Mike Madrid, who served as the Golden State's GOP political director before co-founding the group of current and former anti-Trump Republicans known as the Lincoln Project, has previously commented on Trump's political tactics.

This weekend, however, Madrid switched it up by talking about the Democrats.

Specifically, Madrid argued that polling proves two Democrats, California Governor Gavin Newsom and New York Democratic mayoral candidate Zohran Mamdani, are making headway.

Madrid started by declaring, "Let me state it up front: Democrats are finally learning to fight fire with fire (as much as I hate that line) and it’s working. From TikTok campaigns that topple political dynasties to governors who troll presidents with their own tactics, the party is discovering that authenticity beats propriety in the attention economy."

He continued:

"Something remarkable happened in New York City this summer, and it wasn’t just another political upset. When 33-year-old Zohran Mamdani surged from single-digit polling to victory in the Democratic mayoral primary, defeating Andrew Cuomo by 12 points, he didn’t just win an election Mamdani rewrote the playbook on how Democrats can compete in the new media landscape."
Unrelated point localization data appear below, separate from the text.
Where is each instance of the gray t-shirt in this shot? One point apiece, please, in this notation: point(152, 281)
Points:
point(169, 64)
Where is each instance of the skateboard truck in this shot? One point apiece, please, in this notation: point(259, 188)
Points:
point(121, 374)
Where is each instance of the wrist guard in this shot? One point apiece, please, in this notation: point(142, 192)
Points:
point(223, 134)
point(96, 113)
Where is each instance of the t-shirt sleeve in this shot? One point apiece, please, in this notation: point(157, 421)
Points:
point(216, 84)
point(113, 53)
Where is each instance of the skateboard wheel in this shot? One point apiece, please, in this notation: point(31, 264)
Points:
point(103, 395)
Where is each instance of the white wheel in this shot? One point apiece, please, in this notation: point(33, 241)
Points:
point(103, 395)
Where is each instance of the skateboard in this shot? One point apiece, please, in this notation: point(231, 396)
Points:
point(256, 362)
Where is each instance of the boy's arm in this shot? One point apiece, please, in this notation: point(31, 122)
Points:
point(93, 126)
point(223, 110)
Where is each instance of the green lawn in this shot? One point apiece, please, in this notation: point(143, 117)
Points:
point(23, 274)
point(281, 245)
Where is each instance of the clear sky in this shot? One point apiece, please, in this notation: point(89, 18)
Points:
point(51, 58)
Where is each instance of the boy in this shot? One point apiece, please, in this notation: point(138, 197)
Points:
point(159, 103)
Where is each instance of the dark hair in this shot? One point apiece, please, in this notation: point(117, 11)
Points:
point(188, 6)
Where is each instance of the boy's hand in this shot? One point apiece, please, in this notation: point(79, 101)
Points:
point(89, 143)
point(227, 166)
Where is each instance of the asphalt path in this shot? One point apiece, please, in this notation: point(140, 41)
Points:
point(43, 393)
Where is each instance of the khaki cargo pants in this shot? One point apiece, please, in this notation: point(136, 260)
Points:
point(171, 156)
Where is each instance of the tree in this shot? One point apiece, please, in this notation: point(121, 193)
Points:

The strategist added, "Meanwhile, 3,000 miles away, California Governor Gavin Newsom was 'breaking the internet' with something even more audacious: out-Trumping Trump at his own social media game, complete with ALL-CAPS posts, playground nicknames, and memes that would make a Gen Z staffer blush…except that they’re written by Gen Z staffers."

Going even further, Madrid said Democrats were "bringing a knife to a meme fight." He also argued that these are "concrete signs" that the Democratic party is waking up, and that the Democrats may take Trump's tactics to the next level.

"These aren’t isolated incidents. They’re concrete signs of a party finally waking up to a harsh reality: in the attention economy, being right isn’t enough. You have to be seen. Quantity of message has now become more important than quality and if you have both you can become an internet sensation," he wrote, adding, "Yes, Donald Trump broke the mold and figure it out first but if there's any truism I’ve learned in over thirty years in politics its that the first adopter of innovation in the politics business is rarely the one who fully capitalizes on it."